First let me prove that $$S_1 = \frac{9}{10} \times \frac{1 - 10^{-1}}{1 - 10^{-1}}$$. The proof writes itself: $$S_1 = \frac{9}{10} = \frac{9}{10} \times 1 = \frac{9}{10} \times \frac{1 - 10^{-1}}{1 - 10^{-1}}$$.
Next, I want to prove that if for a particular counting number k, that $$S_k = \frac{9}{10} \times \frac{1 - 10^{-k}}{1 - 10^{-1}}$$ is true, that $$S_{k+1} = \frac{9}{10} \times \frac{1 - 10^{-(k+1)}}{1 - 10^{-1}}$$ follows as a result. So from the definition of the family, I know that $$S_{k+1} = S_k + \frac{9}{10^{k+1}}$$ and from assumption: $$S_{k+1} = \frac{9}{10} \times \frac{1 - 10^{-k}}{1 - 10^{-1}} \, + \frac{9}{10^{k+1}}$$, So we have $$S_{k+1} = \frac{9}{10} \times \frac{1 - 10^{-k}}{1 - 10^{-1}} \, + \; \frac{9}{10} \times \frac{1}{10^k} = \frac{9}{10} \times \left( \frac{1 - 10^{-k}}{1 - 10^{-1}} + 10^{-k} \right) = \frac{9}{10} \times \left( \frac{1 - 10^{-k}}{1 - 10^{-1}} + \frac{10^{-k} - 10^{-k-1}}{1 - 10^{-1}} \right) = \frac{9}{10} \times \frac{1 - 10^{-k} + 10^{-k} - 10^{-(k+1)}}{1 - 10^{-1}} = \frac{9}{10} \times \frac{1 - 10^{-(k+1)}}{1 - 10^{-1}}$$ which is what I wanted to prove.
Using the principle of finite induction, I now know that $$S_n = \frac{9}{10} \times \frac{1 - 10^{-n}}{1 - 10^{-1}}$$ is true for all counting numbers, n.
But because $$\frac{9}{10} = 1 - 10^{-1}$$ this also proves that $$S_n = 1 - 10^{-n}$$ for all counting numbers, $$n$$.
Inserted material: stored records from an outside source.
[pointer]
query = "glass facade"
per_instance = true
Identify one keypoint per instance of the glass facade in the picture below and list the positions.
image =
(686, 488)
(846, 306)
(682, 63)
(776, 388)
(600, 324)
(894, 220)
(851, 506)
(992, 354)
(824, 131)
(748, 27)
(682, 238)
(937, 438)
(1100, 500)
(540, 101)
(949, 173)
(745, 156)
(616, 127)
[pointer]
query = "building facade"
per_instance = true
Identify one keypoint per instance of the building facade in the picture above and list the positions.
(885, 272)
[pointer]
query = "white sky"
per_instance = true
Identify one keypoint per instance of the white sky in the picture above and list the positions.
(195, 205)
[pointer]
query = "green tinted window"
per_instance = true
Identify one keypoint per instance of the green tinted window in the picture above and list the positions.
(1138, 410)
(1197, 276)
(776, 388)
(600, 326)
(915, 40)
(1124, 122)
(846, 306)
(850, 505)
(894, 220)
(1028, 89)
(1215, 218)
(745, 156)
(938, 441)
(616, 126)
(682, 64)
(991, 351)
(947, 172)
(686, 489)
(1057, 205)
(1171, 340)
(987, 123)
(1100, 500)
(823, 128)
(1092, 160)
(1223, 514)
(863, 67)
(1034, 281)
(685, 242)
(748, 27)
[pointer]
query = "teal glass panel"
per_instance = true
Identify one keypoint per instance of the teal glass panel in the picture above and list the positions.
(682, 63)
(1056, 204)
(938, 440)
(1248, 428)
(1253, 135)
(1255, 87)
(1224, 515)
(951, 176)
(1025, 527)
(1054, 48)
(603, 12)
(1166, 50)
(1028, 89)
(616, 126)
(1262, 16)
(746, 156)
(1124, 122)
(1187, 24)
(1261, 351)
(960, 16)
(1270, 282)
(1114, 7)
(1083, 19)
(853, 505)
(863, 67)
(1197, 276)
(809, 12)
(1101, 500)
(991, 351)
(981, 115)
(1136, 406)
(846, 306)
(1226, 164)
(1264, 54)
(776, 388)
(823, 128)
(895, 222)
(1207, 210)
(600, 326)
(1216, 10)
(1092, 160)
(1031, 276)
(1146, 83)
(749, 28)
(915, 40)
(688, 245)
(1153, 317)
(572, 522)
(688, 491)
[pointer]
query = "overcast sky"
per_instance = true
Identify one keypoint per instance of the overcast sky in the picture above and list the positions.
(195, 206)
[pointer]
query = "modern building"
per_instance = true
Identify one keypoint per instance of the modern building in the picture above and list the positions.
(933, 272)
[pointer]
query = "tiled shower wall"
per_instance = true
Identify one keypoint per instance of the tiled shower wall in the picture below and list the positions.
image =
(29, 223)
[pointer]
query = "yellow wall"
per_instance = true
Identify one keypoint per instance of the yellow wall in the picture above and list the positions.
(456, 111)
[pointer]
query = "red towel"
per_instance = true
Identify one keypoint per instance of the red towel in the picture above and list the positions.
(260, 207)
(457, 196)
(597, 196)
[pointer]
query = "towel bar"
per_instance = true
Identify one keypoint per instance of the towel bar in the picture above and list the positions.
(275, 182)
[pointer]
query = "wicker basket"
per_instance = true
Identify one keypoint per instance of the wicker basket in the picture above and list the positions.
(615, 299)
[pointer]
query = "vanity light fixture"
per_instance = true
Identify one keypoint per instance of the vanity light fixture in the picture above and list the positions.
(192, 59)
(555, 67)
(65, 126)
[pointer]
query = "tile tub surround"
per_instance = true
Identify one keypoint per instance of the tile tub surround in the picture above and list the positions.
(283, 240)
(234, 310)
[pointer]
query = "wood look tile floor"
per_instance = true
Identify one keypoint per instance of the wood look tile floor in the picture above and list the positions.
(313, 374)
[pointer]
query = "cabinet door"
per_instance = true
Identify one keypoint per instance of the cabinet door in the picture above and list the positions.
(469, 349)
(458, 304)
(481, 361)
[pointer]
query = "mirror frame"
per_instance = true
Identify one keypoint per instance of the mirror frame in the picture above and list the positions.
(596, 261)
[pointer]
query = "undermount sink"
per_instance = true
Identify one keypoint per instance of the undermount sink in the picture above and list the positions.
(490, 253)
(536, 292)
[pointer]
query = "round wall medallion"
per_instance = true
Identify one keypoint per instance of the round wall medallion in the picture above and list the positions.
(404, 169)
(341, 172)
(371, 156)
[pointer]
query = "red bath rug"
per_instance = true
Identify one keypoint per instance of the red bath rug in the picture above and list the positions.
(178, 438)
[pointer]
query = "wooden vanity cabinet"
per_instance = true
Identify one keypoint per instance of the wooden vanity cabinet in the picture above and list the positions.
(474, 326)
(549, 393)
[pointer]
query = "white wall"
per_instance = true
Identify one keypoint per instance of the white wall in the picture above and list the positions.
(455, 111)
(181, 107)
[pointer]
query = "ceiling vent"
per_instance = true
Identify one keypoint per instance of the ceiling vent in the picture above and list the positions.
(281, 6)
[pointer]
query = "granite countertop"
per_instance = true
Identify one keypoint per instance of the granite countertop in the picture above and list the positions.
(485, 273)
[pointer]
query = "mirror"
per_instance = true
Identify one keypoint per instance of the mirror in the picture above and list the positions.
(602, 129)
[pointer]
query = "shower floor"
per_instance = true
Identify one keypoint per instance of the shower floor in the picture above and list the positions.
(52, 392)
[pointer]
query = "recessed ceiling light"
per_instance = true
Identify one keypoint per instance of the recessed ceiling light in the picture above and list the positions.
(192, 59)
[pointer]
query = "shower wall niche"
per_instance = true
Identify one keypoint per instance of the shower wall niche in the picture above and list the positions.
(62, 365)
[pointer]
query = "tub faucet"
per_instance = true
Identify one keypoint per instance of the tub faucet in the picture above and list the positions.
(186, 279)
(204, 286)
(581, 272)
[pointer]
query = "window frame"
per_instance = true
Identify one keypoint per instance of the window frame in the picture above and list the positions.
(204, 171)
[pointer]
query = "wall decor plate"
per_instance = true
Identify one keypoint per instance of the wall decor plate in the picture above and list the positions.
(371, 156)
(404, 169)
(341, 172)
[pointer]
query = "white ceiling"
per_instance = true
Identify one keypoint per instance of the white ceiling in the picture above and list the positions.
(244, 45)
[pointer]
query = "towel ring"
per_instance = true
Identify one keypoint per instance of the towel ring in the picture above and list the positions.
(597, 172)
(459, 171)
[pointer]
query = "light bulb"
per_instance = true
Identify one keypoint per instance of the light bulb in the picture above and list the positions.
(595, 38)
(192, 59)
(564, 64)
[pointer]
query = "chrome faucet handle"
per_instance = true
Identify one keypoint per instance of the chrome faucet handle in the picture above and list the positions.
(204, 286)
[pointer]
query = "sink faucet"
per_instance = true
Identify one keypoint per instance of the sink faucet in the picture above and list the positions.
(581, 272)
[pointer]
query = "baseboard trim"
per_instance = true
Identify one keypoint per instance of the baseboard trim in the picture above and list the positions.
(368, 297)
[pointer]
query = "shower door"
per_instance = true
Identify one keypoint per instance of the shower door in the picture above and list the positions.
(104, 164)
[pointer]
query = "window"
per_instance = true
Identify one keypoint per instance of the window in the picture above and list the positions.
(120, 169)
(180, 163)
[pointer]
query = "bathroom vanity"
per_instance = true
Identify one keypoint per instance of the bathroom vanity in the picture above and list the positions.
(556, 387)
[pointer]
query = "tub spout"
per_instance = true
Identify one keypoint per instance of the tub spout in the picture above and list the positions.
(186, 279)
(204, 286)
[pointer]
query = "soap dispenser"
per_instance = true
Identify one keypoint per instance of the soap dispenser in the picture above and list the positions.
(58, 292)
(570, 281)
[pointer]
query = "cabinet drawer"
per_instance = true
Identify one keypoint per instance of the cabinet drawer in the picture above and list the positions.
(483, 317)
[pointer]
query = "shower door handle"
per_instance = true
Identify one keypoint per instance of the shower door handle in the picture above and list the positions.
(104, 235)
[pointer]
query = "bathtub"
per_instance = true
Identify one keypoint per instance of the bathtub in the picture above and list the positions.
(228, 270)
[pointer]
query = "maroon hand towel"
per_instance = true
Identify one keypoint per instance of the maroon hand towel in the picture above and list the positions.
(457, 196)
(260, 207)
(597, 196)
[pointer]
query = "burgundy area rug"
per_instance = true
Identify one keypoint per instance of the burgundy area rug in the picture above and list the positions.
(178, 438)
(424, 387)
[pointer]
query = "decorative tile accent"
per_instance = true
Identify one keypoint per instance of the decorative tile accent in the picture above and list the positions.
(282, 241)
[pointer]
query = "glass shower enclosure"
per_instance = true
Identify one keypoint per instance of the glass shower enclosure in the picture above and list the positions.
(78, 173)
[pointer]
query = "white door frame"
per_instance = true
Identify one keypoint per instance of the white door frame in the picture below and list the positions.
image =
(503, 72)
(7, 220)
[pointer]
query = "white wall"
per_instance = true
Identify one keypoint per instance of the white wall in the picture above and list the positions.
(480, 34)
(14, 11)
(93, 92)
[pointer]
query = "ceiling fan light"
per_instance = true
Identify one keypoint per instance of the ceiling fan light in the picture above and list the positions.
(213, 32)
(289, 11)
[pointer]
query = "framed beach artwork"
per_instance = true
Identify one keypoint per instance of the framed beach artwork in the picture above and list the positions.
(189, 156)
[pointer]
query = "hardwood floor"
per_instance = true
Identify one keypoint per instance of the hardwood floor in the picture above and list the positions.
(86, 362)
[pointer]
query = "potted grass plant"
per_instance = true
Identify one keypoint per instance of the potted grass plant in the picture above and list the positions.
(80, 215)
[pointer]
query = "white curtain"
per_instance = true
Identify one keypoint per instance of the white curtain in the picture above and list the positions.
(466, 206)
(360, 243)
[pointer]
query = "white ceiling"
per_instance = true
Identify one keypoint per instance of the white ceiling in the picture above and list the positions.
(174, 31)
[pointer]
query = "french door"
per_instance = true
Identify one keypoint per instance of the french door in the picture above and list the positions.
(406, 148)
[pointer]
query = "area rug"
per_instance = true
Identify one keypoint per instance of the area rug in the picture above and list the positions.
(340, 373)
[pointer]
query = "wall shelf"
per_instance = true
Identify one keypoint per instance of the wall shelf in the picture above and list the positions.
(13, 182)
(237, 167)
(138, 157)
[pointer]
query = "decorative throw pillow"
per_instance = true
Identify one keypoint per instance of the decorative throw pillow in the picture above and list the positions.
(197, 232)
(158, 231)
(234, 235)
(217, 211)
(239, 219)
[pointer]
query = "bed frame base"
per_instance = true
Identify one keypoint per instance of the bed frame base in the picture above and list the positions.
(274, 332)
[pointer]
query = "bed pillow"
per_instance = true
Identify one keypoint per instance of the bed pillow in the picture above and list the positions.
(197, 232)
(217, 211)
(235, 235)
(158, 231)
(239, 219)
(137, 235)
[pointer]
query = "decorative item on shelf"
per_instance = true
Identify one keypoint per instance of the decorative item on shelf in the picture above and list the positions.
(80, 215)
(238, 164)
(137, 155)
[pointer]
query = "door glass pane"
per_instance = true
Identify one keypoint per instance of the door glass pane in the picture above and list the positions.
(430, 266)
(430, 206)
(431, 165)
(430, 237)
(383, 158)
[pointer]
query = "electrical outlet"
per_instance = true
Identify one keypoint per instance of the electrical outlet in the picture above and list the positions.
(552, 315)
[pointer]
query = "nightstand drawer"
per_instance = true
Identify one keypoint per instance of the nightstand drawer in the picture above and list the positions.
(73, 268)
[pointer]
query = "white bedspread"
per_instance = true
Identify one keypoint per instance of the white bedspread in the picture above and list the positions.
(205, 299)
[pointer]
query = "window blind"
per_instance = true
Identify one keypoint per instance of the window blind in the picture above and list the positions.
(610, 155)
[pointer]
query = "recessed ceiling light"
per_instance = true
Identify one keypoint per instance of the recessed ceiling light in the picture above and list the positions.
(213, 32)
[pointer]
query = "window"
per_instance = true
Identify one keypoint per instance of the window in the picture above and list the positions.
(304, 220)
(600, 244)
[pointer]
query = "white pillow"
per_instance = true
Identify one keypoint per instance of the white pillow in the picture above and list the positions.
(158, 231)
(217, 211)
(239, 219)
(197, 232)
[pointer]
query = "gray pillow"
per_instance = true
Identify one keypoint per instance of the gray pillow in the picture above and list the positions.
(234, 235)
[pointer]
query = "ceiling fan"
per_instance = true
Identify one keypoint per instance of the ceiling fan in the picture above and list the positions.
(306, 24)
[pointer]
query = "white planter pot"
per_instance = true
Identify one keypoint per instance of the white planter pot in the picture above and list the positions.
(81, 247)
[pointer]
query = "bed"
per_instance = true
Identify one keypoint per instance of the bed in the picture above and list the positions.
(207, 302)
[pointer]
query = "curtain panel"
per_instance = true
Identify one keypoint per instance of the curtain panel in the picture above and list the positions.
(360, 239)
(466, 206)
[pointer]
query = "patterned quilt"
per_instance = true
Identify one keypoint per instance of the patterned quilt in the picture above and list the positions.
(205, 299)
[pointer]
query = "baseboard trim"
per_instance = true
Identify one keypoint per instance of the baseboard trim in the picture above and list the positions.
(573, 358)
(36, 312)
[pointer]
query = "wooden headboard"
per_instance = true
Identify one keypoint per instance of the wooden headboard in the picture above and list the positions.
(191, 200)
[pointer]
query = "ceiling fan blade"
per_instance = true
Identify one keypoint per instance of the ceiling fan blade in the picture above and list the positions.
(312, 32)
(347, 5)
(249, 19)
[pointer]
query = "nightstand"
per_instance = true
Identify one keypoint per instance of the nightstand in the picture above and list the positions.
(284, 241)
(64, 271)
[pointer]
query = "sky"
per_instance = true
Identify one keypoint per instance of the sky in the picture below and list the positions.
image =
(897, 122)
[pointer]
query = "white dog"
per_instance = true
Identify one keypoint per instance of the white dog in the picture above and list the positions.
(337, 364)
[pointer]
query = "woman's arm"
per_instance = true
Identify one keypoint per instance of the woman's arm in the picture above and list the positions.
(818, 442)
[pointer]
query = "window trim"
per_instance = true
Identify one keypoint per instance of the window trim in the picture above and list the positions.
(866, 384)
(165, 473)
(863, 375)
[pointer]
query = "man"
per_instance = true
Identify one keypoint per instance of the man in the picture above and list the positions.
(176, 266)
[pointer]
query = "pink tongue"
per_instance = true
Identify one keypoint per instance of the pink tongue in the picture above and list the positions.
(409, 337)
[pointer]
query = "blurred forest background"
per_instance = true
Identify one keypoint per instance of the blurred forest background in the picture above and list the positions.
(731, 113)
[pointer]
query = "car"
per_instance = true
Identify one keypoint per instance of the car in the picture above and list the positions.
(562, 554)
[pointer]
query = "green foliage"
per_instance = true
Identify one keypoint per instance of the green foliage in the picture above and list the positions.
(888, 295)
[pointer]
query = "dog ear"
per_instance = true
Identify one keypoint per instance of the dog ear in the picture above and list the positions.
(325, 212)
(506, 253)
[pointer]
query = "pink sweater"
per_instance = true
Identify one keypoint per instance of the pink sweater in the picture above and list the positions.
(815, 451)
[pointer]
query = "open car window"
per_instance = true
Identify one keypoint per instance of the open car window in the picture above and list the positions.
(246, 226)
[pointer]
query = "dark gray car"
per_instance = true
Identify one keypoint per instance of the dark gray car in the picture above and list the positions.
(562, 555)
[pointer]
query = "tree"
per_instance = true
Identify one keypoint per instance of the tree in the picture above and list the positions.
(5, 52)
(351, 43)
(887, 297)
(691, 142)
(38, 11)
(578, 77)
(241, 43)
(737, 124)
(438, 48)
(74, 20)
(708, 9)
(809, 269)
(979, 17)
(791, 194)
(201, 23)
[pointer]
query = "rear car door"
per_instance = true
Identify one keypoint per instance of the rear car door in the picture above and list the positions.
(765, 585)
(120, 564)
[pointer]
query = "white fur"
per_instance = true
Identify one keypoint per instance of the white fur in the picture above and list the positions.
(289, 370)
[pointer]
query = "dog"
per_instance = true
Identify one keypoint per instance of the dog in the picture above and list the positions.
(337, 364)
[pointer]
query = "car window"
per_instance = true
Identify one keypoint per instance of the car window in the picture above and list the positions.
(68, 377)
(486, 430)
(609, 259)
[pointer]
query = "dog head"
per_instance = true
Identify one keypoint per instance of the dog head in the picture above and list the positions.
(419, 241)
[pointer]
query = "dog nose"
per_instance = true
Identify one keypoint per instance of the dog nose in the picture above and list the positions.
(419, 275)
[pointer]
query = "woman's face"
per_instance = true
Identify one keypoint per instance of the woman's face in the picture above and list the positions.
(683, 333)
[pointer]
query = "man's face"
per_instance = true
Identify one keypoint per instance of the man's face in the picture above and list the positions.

Thus our lower bounds on what $$S$$ can be looks like this:
$$1 - 10^{-1} \, \lt \, 1 - 10^{-2} \, \lt \, 1 - 10^{-3} \, \lt \dots \lt \,1 - 10^{-(n+5)} \, \lt \, 1 - 10^{-(n+6)} \, \lt \, 1 - 10^{-(n+7)} \, \lt \dots \lt S$$
Now I want to prove that if $$X$$ is less than 1 then there are members of the family $$S_n$$ which are larger than it.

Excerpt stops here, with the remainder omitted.